Soupe-alphabet

Lun 15 décembre 2008

Dans les pâtes-alphabet, il y a une bonne dose de souvenirs d'enfance. Grâce à ces petites lettres - dont la typographie reste à déterminer - des armées de parents ont réussi à faire avaler les mégalitres de soupe à des générations de monstres désireux de conserver leur taille. Malgré leur mantra (non je ne veux pas grandir), et invoquant l'exceptionnelle permission de pouvoir jouer avec la nourriture, certains ont même succombé à la tentation, et s'en délectent passé la trentaine.

C'est vrai que c'est amusant.
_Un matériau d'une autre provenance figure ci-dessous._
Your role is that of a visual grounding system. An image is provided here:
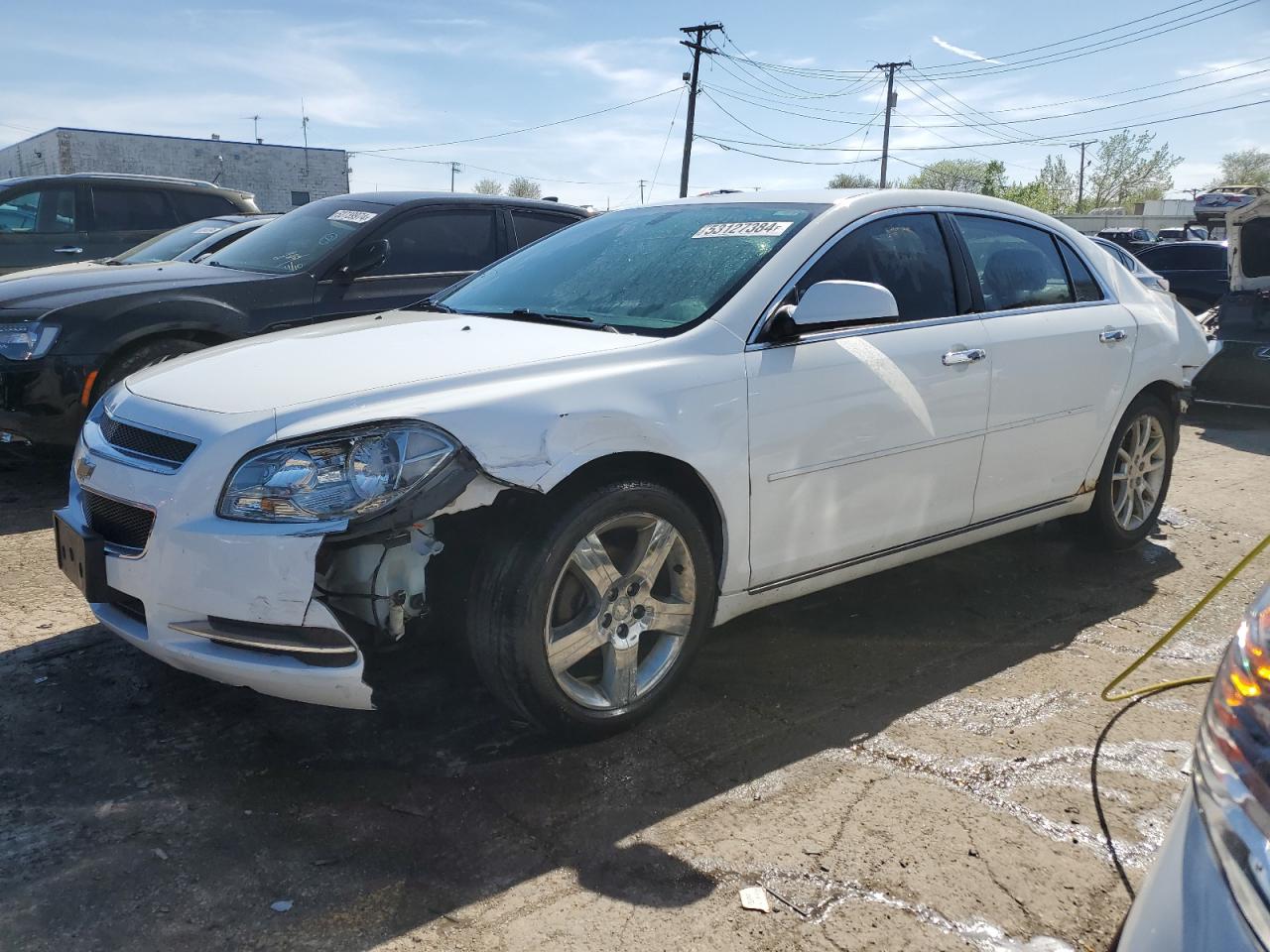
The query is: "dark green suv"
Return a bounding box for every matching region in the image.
[0,173,260,274]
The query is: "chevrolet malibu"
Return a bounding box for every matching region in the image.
[55,190,1207,735]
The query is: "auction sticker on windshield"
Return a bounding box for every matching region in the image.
[693,221,794,237]
[326,208,378,225]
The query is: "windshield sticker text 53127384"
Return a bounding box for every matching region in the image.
[326,208,378,225]
[693,221,793,237]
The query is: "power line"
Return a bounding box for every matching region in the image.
[349,86,681,155]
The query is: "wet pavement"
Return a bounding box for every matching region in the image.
[0,410,1270,952]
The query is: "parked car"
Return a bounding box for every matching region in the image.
[0,173,260,274]
[1116,585,1270,952]
[1195,196,1270,409]
[1195,185,1270,222]
[0,191,585,447]
[56,190,1207,734]
[1156,225,1207,241]
[1091,237,1169,295]
[1097,228,1156,251]
[1138,241,1230,313]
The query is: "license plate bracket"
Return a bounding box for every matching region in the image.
[54,512,109,602]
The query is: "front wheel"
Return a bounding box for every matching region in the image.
[467,480,716,736]
[1085,395,1178,548]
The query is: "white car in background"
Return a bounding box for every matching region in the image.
[56,190,1207,735]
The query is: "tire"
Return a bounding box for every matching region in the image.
[92,337,207,404]
[467,479,717,738]
[1082,394,1178,549]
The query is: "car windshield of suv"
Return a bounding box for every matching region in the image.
[109,218,231,264]
[439,203,826,335]
[207,200,375,274]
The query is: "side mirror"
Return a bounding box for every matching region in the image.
[337,239,389,281]
[772,281,899,336]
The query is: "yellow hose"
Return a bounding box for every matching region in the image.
[1101,536,1270,701]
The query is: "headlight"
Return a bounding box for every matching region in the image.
[218,421,456,522]
[1195,586,1270,942]
[0,321,61,361]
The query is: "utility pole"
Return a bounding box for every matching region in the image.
[874,60,913,187]
[1068,139,1097,210]
[680,23,722,198]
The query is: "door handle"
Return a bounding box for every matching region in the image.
[944,346,988,367]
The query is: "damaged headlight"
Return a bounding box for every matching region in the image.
[217,421,457,522]
[1195,586,1270,942]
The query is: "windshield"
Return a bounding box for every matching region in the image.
[439,203,825,335]
[207,200,385,274]
[113,218,230,264]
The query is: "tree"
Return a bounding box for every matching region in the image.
[1084,130,1183,208]
[1212,149,1270,186]
[901,159,1004,191]
[507,176,543,198]
[826,172,877,187]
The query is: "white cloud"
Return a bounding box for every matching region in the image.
[931,37,1001,62]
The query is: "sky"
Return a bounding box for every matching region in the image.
[0,0,1270,208]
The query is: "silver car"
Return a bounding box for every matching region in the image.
[1117,585,1270,952]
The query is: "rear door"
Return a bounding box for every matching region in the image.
[83,181,178,259]
[315,205,507,320]
[0,182,89,274]
[953,213,1137,522]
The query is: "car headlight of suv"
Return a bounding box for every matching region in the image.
[0,321,61,361]
[1195,585,1270,943]
[217,421,457,522]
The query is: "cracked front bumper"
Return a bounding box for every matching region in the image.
[61,394,373,710]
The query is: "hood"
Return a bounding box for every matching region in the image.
[0,262,265,311]
[127,311,655,414]
[1225,195,1270,291]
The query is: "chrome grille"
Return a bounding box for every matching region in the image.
[83,490,155,552]
[101,416,198,467]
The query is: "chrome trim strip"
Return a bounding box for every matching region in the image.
[747,496,1076,595]
[745,205,1120,350]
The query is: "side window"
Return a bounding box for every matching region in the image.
[512,208,576,245]
[797,214,957,321]
[168,191,237,225]
[956,214,1075,311]
[0,187,75,235]
[92,185,177,231]
[1058,241,1102,300]
[371,208,496,276]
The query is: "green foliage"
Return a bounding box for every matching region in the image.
[507,176,543,198]
[1212,149,1270,186]
[826,172,877,187]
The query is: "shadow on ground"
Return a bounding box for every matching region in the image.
[0,515,1178,951]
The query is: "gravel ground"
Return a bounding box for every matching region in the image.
[0,410,1270,952]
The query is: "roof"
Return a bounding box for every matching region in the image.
[322,191,586,214]
[4,126,348,155]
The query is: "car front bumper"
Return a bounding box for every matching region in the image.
[65,385,373,710]
[0,357,98,447]
[1116,784,1266,952]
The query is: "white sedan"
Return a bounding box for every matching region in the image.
[56,190,1207,734]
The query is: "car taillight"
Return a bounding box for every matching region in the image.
[1195,585,1270,942]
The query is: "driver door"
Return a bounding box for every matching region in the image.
[745,213,990,588]
[314,205,505,321]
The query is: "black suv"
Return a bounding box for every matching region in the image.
[0,191,586,445]
[0,173,260,274]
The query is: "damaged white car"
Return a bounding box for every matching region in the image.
[55,190,1207,734]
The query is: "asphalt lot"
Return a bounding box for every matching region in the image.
[0,409,1270,952]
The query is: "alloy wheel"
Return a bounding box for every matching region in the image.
[544,513,698,711]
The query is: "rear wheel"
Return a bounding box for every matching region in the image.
[467,480,716,736]
[1085,395,1178,548]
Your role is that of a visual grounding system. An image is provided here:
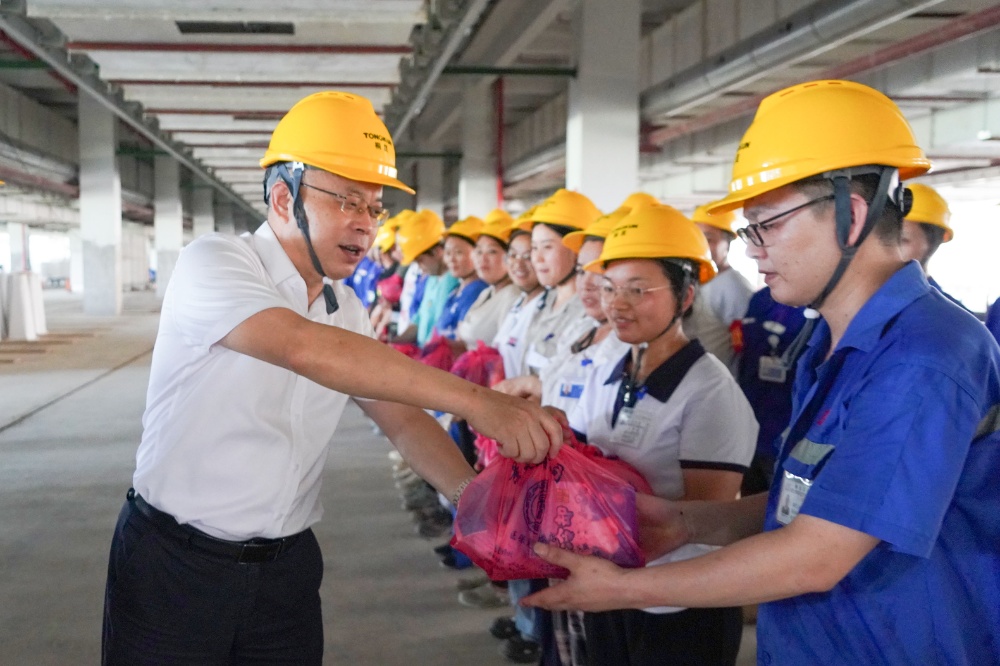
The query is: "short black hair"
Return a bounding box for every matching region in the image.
[792,173,903,247]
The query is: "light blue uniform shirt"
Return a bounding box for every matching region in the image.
[757,263,1000,666]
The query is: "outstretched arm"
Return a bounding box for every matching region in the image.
[521,508,879,611]
[220,308,562,462]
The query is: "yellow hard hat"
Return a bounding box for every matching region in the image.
[396,208,445,264]
[260,90,414,194]
[479,213,514,247]
[445,215,484,245]
[622,192,660,209]
[375,224,396,254]
[903,183,955,243]
[706,81,931,215]
[563,204,632,253]
[517,189,601,231]
[583,204,716,284]
[691,204,736,236]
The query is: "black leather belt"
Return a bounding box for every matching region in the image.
[127,488,305,564]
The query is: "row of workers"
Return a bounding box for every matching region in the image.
[104,81,1000,664]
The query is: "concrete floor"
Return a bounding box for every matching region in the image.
[0,291,755,666]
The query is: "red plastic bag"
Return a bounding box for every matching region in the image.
[417,334,455,371]
[451,446,646,580]
[451,340,504,388]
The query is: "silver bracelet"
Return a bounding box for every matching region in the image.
[451,476,476,509]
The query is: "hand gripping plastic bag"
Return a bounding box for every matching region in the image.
[451,446,645,580]
[451,340,504,388]
[389,342,420,358]
[417,334,455,371]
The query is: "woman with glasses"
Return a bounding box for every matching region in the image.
[552,205,757,664]
[455,208,520,351]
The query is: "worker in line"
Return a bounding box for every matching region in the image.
[685,206,754,376]
[523,81,1000,665]
[899,183,965,308]
[103,92,561,666]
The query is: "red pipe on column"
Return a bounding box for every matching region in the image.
[493,76,504,208]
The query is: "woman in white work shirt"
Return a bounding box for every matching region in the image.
[518,190,601,375]
[456,208,520,351]
[569,205,757,665]
[492,208,545,377]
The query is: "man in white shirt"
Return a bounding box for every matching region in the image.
[103,92,561,665]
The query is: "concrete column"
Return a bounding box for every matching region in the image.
[153,155,184,298]
[67,229,83,294]
[7,222,31,273]
[414,158,444,217]
[215,203,236,234]
[458,83,497,219]
[566,0,642,212]
[77,95,122,316]
[192,185,215,238]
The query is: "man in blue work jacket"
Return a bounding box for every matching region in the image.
[523,81,1000,666]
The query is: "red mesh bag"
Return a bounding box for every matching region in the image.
[376,273,403,305]
[451,434,649,580]
[417,333,455,371]
[451,340,504,388]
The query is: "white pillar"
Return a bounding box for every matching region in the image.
[7,222,31,273]
[414,158,444,217]
[566,0,642,212]
[192,184,215,238]
[215,202,236,234]
[458,83,497,219]
[77,95,122,316]
[68,229,83,294]
[153,155,184,298]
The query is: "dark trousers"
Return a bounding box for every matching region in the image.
[583,608,743,666]
[102,490,323,666]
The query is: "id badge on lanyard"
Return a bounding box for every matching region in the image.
[776,470,813,525]
[611,395,652,449]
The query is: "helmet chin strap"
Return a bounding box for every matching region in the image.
[276,162,340,314]
[781,167,913,368]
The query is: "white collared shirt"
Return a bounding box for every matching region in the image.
[133,222,372,541]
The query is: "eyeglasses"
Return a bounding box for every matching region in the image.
[736,194,833,247]
[601,282,670,306]
[302,183,389,225]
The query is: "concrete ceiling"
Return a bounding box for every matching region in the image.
[0,0,1000,226]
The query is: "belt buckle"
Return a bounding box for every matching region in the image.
[236,539,284,564]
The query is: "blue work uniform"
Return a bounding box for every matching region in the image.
[757,263,1000,666]
[736,287,806,462]
[434,280,489,340]
[350,257,382,308]
[986,298,1000,342]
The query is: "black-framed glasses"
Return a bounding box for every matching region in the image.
[302,183,389,225]
[601,281,670,307]
[736,194,834,247]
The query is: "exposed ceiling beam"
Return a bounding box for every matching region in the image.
[649,6,1000,146]
[64,42,412,55]
[0,14,257,215]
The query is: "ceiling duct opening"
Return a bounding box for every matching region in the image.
[176,21,295,35]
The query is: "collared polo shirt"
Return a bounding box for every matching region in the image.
[757,262,1000,666]
[456,284,521,349]
[517,289,584,376]
[133,223,372,541]
[435,279,489,340]
[569,341,757,613]
[492,292,545,377]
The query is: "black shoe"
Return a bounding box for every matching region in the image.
[490,617,517,641]
[500,634,542,664]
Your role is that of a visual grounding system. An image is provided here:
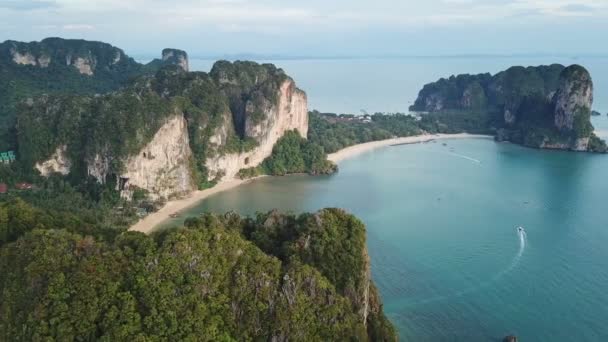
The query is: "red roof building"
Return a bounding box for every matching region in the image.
[15,183,32,190]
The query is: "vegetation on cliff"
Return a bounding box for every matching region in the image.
[308,111,422,153]
[0,38,142,150]
[239,131,338,179]
[410,64,606,152]
[0,203,396,341]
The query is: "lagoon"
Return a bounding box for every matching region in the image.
[162,139,608,341]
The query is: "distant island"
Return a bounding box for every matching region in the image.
[0,38,606,341]
[410,64,607,152]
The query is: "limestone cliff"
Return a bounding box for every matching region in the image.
[18,57,308,199]
[0,38,136,76]
[35,145,71,177]
[206,79,308,179]
[162,49,190,71]
[410,64,606,152]
[119,113,196,199]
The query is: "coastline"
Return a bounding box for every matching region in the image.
[129,133,491,234]
[129,176,266,234]
[327,133,493,163]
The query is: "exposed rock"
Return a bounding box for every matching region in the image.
[12,50,38,65]
[206,79,308,179]
[505,109,517,125]
[74,57,95,76]
[35,145,72,177]
[410,64,606,152]
[120,114,196,199]
[163,49,190,72]
[38,55,51,68]
[553,65,593,131]
[87,154,111,184]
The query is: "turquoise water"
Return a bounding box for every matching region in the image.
[162,139,608,341]
[190,56,608,116]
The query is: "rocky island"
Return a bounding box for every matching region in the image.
[410,64,607,152]
[0,38,397,341]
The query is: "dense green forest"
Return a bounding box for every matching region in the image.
[410,64,608,152]
[0,204,396,341]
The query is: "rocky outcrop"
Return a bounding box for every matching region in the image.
[19,55,308,199]
[553,65,593,132]
[162,49,190,72]
[73,57,95,76]
[410,64,607,152]
[119,114,196,199]
[0,38,133,76]
[35,145,72,177]
[11,49,38,65]
[206,79,308,179]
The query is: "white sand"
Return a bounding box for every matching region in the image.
[129,134,491,234]
[327,133,492,163]
[129,177,261,234]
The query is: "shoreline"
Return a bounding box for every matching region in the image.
[327,133,493,163]
[128,176,267,234]
[128,133,491,234]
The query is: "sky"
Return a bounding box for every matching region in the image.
[0,0,608,57]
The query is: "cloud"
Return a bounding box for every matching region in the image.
[0,0,57,11]
[61,24,95,31]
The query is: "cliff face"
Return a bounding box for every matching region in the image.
[162,49,190,72]
[0,38,137,76]
[248,209,397,341]
[119,113,196,199]
[18,57,308,199]
[410,65,606,152]
[206,79,308,179]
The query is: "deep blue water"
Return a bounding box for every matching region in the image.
[169,59,608,341]
[190,57,608,115]
[160,139,608,341]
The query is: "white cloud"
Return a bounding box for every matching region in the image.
[62,24,95,31]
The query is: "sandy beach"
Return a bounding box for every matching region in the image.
[327,133,492,163]
[129,176,263,234]
[129,133,491,234]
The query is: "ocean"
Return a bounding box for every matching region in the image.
[167,58,608,341]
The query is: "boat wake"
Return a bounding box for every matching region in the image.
[413,228,527,304]
[450,152,481,164]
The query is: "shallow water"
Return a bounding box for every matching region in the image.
[162,139,608,341]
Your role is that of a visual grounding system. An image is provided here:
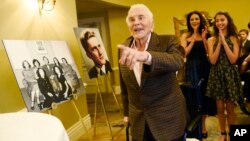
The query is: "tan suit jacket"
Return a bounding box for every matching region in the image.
[119,33,187,141]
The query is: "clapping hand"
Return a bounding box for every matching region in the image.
[117,45,149,70]
[201,26,208,39]
[244,55,250,62]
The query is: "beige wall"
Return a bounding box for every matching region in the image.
[98,0,250,86]
[0,0,88,128]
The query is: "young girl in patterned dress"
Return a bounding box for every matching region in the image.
[206,12,242,141]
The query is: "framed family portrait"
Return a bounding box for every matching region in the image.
[74,28,112,79]
[3,40,84,112]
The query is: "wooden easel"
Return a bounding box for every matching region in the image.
[94,74,122,140]
[47,98,92,141]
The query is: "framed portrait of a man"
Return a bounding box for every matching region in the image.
[74,28,112,79]
[3,40,84,112]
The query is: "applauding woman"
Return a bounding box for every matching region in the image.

Si on a une assiette à soupe aux rebords suffisamment larges et plats, on peut écrire son prénom, ou des gros mots.

Mais le pâtes-alphabet, c'est un tas d'énigmes. Dans un paquet de pâtes-alphabet, il y a vraisemblablement de quoi écrire des pages entières de récit (à condition d'avoir une machine à écrire particulièrement délicate, même si les pâtes sont al dente). Peut-être bien que la somme complète des articles de ce blog est contenue dans un paquet.
Peut-être aussi que les oeuvres complètes de Rimbaud sont là, en vrac. Peut-être qu'on peut écrire les Fleurs du Mal, ou traduire Ulysses en klingon à l'aide d'un paquet de pâtes-alphabet.

Je me demande aussi s'il existe dans le monde un paquet de pâtes-alphabet dans lequel il n'y a pas de "E". Une sorte de pâtes-lipogrammatique en "E". Ou alors il y aurait un paquet dont les seules voyelles seraient de "E".

Peut-être aussi qu'il y a un dictionnaire français. Ou un dictionnaire de mots qui n'existent que dans l'imagination, ou d'une langue que personne n'a jamais parlé et ne parlera jamais.

Peut-être qu'en fait, il n'y a jamais que le strict nécessaire pour forcer les enfants à manger leur soupe avant qu'elle ne refroidisse.